# How To Make Dim Sum Dough



## longfellow (Jun 11, 2008)

does anyone know how to make Dim Sum dough.found a few recipes on the net but didn't work out.
thanks


----------



## kuan (Jun 11, 2001)

There are different kinds of dough. What kind of dim sum are you looking to make?


----------



## longfellow (Jun 11, 2008)

The white dough and clear white dough


----------



## kuan (Jun 11, 2001)

The transparent dough is made with primarily wheat starch and some cornstarch, boiling water, and shortening.
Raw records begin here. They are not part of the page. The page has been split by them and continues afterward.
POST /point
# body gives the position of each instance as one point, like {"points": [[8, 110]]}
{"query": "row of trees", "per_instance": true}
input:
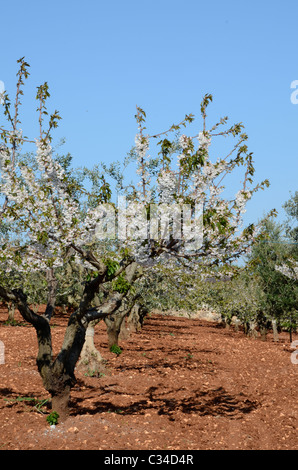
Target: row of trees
{"points": [[63, 228]]}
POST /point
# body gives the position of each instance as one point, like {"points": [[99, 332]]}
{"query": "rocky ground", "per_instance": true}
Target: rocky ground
{"points": [[179, 384]]}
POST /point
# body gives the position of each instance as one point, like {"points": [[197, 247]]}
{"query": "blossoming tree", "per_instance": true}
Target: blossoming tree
{"points": [[173, 211]]}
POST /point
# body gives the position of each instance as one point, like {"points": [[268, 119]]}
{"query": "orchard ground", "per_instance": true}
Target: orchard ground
{"points": [[179, 384]]}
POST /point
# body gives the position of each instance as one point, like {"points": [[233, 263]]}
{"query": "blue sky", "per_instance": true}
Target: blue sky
{"points": [[101, 59]]}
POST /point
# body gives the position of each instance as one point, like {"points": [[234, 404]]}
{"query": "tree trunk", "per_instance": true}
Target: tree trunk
{"points": [[275, 331], [11, 311], [60, 403], [91, 361], [114, 324]]}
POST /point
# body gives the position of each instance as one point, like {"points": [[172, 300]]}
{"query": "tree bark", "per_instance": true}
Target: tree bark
{"points": [[58, 375]]}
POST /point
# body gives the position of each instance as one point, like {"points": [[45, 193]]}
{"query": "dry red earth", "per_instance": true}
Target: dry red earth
{"points": [[179, 384]]}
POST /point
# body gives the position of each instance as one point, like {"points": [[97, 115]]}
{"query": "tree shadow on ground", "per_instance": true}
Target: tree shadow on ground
{"points": [[215, 402]]}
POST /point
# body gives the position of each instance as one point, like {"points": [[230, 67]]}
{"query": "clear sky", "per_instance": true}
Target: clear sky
{"points": [[102, 58]]}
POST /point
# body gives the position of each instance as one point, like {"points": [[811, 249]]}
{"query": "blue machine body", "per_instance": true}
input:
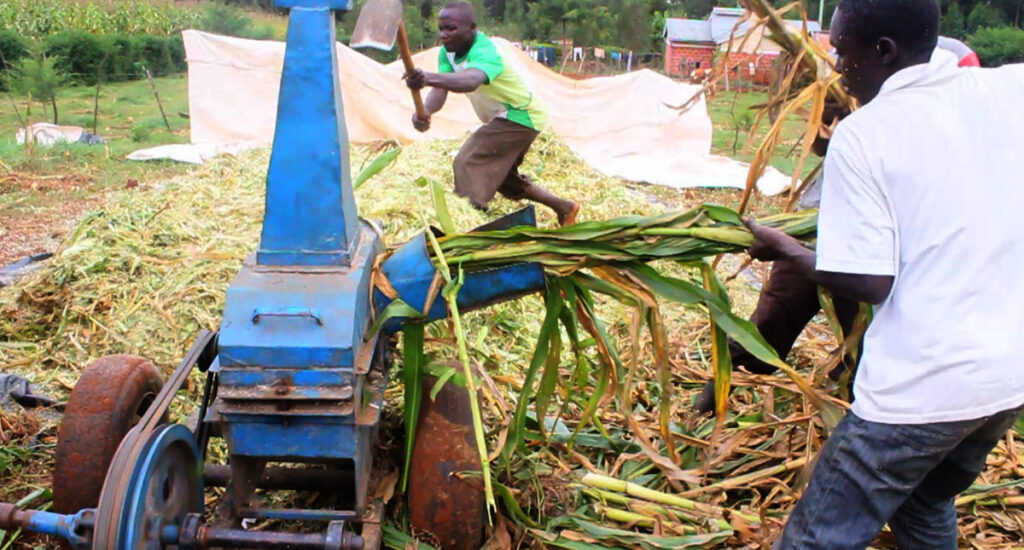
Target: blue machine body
{"points": [[292, 386], [294, 370]]}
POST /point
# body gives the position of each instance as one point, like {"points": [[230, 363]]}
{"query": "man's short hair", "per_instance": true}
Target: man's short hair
{"points": [[913, 25], [464, 8]]}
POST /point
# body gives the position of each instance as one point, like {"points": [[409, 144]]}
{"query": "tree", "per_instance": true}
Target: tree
{"points": [[37, 77], [633, 26], [983, 15], [952, 23], [998, 45]]}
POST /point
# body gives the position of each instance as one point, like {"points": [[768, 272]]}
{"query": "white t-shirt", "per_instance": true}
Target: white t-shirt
{"points": [[926, 182]]}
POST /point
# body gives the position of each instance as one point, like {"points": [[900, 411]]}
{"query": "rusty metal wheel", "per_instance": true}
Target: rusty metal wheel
{"points": [[448, 506], [109, 399]]}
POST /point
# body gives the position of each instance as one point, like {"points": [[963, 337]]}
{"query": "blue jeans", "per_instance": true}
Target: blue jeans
{"points": [[907, 475]]}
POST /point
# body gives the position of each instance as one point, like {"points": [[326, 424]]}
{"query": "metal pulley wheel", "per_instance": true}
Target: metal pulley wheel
{"points": [[449, 507], [109, 399], [148, 487]]}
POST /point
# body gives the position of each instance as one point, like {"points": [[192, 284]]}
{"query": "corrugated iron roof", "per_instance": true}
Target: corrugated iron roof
{"points": [[687, 30], [719, 27]]}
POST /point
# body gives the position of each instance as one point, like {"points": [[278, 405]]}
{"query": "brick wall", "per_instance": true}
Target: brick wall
{"points": [[682, 58]]}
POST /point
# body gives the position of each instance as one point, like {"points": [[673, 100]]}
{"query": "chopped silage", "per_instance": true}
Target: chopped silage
{"points": [[150, 270]]}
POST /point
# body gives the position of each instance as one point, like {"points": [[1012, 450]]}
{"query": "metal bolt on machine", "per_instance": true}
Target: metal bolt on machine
{"points": [[294, 385]]}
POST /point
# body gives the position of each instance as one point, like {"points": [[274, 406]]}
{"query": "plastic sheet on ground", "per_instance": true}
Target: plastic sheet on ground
{"points": [[623, 125]]}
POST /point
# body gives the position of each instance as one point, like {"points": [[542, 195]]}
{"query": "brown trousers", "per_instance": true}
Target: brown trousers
{"points": [[488, 162]]}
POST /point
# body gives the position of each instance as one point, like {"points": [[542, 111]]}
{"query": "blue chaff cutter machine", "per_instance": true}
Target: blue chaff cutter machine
{"points": [[294, 385]]}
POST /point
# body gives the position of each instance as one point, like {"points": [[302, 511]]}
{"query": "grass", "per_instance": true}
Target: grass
{"points": [[152, 268], [728, 108]]}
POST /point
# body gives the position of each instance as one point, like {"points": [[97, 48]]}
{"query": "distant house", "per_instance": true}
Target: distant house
{"points": [[690, 44]]}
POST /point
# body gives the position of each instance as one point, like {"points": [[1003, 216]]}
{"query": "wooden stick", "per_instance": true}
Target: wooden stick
{"points": [[407, 59], [95, 100], [160, 103]]}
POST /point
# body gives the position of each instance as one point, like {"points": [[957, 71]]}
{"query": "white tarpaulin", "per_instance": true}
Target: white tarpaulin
{"points": [[622, 125]]}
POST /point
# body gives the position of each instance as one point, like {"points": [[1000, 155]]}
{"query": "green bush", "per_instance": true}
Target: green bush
{"points": [[155, 55], [81, 54], [12, 47], [982, 16], [230, 20], [998, 45], [38, 18]]}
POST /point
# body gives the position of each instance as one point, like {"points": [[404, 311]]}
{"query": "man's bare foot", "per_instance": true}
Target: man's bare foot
{"points": [[568, 218]]}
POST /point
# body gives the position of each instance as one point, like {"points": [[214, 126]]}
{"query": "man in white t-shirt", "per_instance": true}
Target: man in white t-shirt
{"points": [[919, 216]]}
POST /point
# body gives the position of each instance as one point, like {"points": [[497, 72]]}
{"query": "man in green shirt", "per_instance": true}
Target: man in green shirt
{"points": [[513, 117]]}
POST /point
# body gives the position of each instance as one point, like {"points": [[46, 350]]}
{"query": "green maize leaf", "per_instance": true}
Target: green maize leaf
{"points": [[740, 330], [721, 357], [397, 308], [650, 542], [517, 428], [513, 507], [441, 380], [413, 354], [376, 166], [549, 379]]}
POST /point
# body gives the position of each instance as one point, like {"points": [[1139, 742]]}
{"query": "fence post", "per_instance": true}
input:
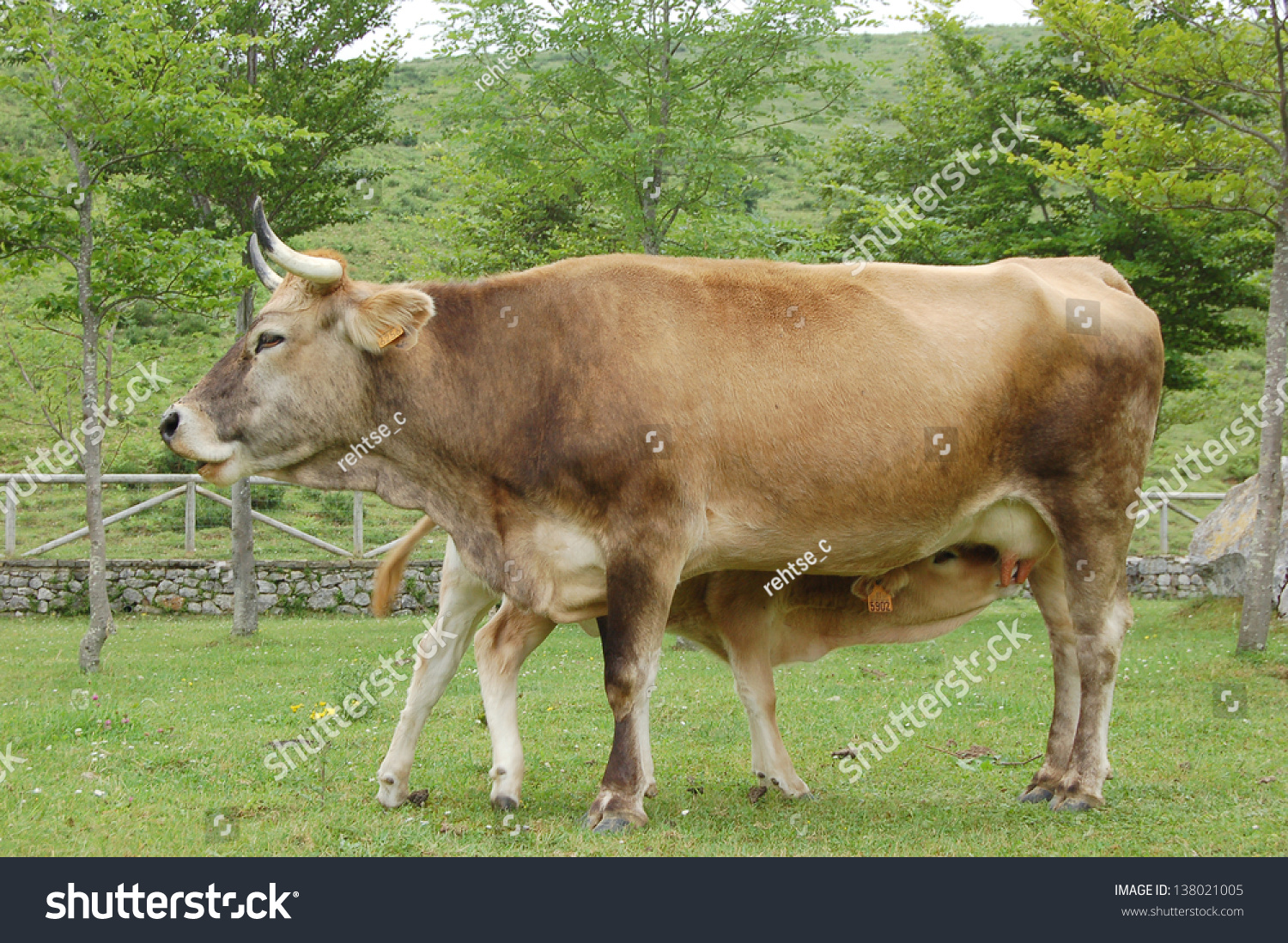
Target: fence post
{"points": [[245, 587], [190, 518], [1162, 527], [10, 522], [357, 525]]}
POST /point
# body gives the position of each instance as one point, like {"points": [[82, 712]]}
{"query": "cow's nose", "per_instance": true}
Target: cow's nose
{"points": [[169, 424]]}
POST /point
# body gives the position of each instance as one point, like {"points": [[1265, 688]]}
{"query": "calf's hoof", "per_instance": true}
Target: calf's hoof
{"points": [[612, 826]]}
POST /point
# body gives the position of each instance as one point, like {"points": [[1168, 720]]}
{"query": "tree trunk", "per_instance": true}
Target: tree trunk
{"points": [[245, 593], [100, 611], [1260, 590]]}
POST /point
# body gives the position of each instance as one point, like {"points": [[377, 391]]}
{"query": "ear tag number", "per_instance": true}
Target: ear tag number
{"points": [[880, 600]]}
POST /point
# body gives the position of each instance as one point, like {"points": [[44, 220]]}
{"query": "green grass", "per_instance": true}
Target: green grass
{"points": [[203, 709]]}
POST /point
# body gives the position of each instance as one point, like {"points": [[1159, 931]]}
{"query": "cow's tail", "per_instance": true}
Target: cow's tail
{"points": [[389, 574]]}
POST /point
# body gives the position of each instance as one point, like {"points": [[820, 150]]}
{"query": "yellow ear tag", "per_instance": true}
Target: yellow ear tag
{"points": [[391, 335], [880, 600]]}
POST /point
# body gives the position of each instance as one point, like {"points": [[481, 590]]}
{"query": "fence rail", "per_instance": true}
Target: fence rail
{"points": [[190, 487], [1167, 502], [191, 490]]}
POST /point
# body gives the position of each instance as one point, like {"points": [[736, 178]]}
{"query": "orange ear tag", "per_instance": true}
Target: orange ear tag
{"points": [[391, 335], [880, 600]]}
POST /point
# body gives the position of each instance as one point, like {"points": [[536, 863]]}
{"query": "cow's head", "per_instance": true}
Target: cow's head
{"points": [[299, 383]]}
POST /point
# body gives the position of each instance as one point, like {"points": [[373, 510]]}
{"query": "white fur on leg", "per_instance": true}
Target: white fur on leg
{"points": [[463, 602]]}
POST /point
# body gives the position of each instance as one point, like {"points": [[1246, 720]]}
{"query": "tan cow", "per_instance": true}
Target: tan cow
{"points": [[726, 612], [597, 430]]}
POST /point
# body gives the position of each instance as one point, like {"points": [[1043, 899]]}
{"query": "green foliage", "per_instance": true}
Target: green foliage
{"points": [[963, 100], [634, 118]]}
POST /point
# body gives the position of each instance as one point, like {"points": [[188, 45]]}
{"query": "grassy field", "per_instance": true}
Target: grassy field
{"points": [[203, 708]]}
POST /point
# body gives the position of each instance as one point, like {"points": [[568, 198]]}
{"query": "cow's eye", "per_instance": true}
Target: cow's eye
{"points": [[267, 340]]}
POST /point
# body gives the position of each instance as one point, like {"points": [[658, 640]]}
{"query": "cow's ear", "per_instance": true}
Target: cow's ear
{"points": [[392, 317]]}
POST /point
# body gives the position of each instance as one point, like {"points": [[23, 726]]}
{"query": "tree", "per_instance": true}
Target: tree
{"points": [[116, 82], [1189, 267], [1195, 118], [639, 116], [289, 64]]}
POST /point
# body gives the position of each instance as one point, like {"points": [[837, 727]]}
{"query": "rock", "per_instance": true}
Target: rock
{"points": [[322, 599], [1223, 543]]}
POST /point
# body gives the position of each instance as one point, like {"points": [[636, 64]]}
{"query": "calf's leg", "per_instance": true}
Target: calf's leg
{"points": [[461, 605]]}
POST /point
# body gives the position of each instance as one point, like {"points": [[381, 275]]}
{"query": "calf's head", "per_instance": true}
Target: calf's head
{"points": [[301, 381], [952, 581]]}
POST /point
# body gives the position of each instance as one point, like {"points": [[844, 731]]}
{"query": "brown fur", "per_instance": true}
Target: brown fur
{"points": [[389, 574], [528, 442]]}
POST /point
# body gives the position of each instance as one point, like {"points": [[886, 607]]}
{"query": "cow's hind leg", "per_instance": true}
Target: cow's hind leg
{"points": [[639, 598], [463, 602], [500, 649], [1048, 592], [1086, 639]]}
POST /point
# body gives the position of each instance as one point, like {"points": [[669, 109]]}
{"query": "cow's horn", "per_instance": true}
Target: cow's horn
{"points": [[314, 270], [270, 278]]}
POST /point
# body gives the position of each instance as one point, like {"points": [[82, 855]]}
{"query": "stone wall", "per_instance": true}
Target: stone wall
{"points": [[205, 587], [1164, 577]]}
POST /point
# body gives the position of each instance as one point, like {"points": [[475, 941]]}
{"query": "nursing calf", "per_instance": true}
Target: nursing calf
{"points": [[728, 612]]}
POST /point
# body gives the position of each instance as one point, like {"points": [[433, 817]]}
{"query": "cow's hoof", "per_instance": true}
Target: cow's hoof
{"points": [[392, 793], [1069, 804], [1036, 794], [612, 826]]}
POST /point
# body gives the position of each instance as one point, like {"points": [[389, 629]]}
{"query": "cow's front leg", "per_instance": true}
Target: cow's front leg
{"points": [[639, 598], [463, 602], [502, 644]]}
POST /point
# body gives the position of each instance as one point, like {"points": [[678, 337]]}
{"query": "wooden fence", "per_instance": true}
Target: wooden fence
{"points": [[190, 487]]}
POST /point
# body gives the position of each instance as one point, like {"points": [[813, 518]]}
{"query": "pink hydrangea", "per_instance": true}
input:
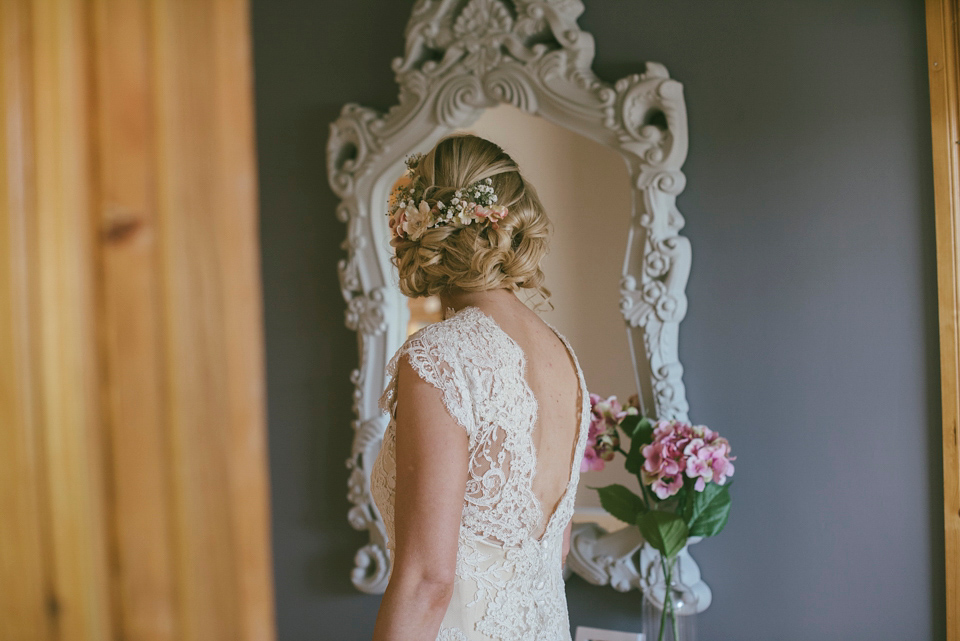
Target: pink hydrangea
{"points": [[679, 449], [603, 440]]}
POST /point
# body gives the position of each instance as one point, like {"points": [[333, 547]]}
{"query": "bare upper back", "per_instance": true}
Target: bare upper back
{"points": [[551, 374]]}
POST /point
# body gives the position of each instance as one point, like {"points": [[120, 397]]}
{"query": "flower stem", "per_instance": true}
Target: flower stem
{"points": [[667, 601]]}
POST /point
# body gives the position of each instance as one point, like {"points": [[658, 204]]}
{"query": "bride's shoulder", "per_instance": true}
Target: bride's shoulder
{"points": [[461, 333]]}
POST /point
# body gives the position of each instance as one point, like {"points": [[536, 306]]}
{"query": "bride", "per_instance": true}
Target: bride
{"points": [[488, 409]]}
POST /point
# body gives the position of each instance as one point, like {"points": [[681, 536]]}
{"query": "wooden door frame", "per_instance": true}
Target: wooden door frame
{"points": [[944, 70]]}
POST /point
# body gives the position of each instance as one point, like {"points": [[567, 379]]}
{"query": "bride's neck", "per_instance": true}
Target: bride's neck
{"points": [[458, 299]]}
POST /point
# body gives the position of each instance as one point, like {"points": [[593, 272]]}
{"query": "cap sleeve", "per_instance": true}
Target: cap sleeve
{"points": [[436, 362]]}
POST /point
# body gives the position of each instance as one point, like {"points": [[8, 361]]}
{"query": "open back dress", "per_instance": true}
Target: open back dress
{"points": [[509, 578]]}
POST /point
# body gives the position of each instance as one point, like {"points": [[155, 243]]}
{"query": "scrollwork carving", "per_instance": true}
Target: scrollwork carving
{"points": [[460, 57]]}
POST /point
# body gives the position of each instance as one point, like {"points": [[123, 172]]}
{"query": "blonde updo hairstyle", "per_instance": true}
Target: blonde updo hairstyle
{"points": [[475, 257]]}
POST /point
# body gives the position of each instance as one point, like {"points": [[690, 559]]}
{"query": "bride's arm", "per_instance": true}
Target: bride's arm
{"points": [[431, 449]]}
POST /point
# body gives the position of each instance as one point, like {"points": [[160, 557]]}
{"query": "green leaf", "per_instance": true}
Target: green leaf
{"points": [[630, 422], [665, 531], [642, 435], [621, 503], [707, 513]]}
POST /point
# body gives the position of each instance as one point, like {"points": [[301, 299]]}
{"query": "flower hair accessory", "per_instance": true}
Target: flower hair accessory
{"points": [[410, 215]]}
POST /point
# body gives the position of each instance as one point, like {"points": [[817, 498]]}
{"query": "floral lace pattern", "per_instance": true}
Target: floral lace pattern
{"points": [[511, 580]]}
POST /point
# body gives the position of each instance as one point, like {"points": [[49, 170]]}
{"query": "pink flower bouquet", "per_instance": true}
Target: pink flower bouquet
{"points": [[682, 470]]}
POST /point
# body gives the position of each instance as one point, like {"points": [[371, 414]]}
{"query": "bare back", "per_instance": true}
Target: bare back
{"points": [[552, 377]]}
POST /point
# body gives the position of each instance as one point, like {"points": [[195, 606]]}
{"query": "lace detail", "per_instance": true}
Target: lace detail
{"points": [[511, 583]]}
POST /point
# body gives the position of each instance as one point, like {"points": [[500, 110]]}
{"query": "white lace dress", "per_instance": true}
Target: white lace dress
{"points": [[509, 583]]}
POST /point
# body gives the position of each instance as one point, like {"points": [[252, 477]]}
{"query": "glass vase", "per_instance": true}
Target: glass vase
{"points": [[669, 606]]}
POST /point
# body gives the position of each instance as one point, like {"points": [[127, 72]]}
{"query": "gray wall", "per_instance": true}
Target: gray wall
{"points": [[811, 338]]}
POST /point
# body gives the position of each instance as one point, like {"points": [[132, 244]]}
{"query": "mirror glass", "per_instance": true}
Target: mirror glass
{"points": [[585, 188]]}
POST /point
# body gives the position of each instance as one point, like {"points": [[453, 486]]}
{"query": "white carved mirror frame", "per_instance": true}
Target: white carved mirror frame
{"points": [[463, 56]]}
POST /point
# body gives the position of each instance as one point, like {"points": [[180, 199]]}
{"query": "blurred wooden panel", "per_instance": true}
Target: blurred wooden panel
{"points": [[944, 69], [215, 403], [24, 568], [133, 477], [130, 325]]}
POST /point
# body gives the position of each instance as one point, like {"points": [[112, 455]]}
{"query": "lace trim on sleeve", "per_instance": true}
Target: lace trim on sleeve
{"points": [[428, 356]]}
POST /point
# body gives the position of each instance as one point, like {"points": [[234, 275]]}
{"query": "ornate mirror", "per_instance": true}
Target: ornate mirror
{"points": [[519, 73]]}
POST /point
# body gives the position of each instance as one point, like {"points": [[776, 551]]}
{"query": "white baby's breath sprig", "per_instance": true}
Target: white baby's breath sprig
{"points": [[410, 215]]}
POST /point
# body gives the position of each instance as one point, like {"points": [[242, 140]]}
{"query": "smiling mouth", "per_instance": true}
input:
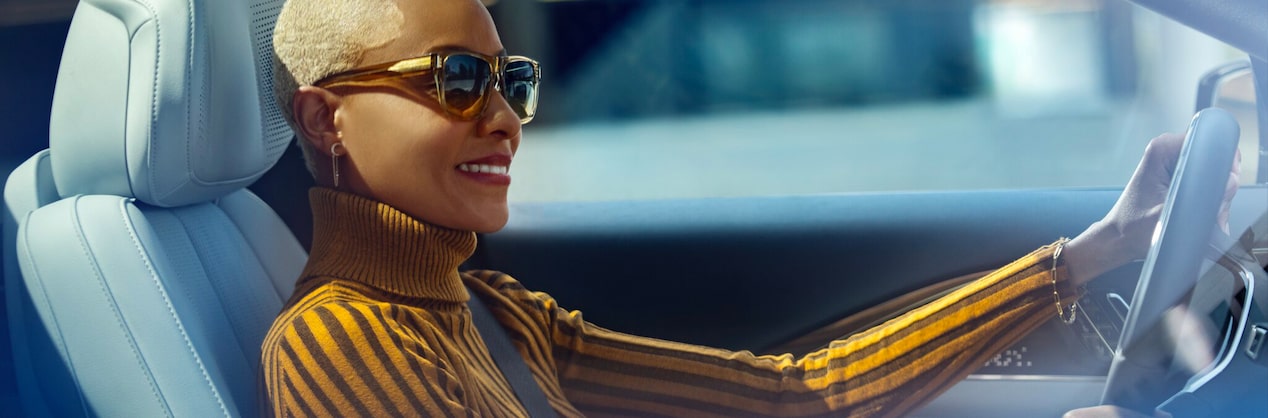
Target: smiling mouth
{"points": [[485, 169]]}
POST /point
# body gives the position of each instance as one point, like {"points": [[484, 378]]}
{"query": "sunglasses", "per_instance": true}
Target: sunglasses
{"points": [[462, 81]]}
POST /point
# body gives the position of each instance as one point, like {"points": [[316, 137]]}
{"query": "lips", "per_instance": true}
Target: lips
{"points": [[492, 170]]}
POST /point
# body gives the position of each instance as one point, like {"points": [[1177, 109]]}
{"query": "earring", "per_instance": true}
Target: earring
{"points": [[334, 160]]}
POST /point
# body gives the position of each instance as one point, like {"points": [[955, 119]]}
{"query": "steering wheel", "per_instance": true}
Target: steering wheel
{"points": [[1174, 260]]}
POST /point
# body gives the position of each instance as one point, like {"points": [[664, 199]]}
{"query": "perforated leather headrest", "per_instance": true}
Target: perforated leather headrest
{"points": [[152, 103]]}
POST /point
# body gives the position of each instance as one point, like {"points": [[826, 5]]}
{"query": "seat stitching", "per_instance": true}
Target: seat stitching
{"points": [[171, 310], [113, 304], [219, 298], [43, 293]]}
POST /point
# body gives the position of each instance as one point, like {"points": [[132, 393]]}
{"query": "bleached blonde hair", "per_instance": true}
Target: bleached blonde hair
{"points": [[316, 38]]}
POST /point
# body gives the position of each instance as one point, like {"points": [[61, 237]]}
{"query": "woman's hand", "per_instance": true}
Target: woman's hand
{"points": [[1127, 231], [1111, 412]]}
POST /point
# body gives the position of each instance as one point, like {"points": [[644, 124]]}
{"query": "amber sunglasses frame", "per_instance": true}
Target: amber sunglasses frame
{"points": [[434, 63]]}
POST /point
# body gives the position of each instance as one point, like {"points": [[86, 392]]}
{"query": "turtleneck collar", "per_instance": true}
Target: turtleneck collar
{"points": [[370, 242]]}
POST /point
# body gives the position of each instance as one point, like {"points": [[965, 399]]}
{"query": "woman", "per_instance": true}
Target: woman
{"points": [[410, 171]]}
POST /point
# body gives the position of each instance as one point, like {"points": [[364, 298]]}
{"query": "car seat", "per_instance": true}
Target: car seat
{"points": [[148, 275]]}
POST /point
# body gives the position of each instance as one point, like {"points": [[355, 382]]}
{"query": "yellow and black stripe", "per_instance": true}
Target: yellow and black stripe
{"points": [[378, 331]]}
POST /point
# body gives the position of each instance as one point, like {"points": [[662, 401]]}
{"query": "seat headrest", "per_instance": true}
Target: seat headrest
{"points": [[169, 101]]}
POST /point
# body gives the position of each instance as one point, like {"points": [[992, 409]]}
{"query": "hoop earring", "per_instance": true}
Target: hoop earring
{"points": [[334, 160]]}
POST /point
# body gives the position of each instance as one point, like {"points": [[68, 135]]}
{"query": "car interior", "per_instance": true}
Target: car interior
{"points": [[148, 247]]}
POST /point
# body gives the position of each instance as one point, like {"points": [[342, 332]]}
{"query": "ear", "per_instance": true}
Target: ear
{"points": [[315, 109]]}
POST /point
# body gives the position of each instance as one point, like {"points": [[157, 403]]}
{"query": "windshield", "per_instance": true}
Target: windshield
{"points": [[750, 98]]}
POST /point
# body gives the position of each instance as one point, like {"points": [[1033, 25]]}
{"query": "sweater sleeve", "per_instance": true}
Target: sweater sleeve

There are a lot of different white doughs.


----------



## longfellow (Jun 11, 2008)

THanks for info
I am trying to learn asian cuisine and having differculty with the doughs.What other doughs should I learn to make.


----------



## benrias (May 2, 2003)

I seem to remember that Ming Tsai had a pretty decent hargow/harghou skin recipe. Look him up, but I seem to remember that it was pretty simple like wheat starch and water? maybe rice flour and water? Good luck!


----------



## kuan (Jun 11, 2001)

Potsticker dough, bao dough. Those will get you a long ways. Then make fresh flat rice noodles. Those are pretty basic but impressive.


----------



## longfellow (Jun 11, 2008)

Thanks kuan i give them a try. having differcult time finding wheat starch tho but i keep looking.quick question what is your fav cuisine of the oreint? and why.


----------



## benrias (May 2, 2003)

Check your local asian grocery store (if there is one near you). They will have the right ingredients. If there is only an asian convenience store nearby, they might not have the ingreds. but the average grocery store probably won't have the right stuff.


----------



## cem2323 (Jan 26, 2010)

Hello, i am involved in food import business and currently imported 2 different kinds of flours:
- rice flour
- gutinious rice flour
- tapioca flour
I would like to know what kinds of dim sums can be prepared using these or where else these can be used in Chinese cuisine? Many thanks


----------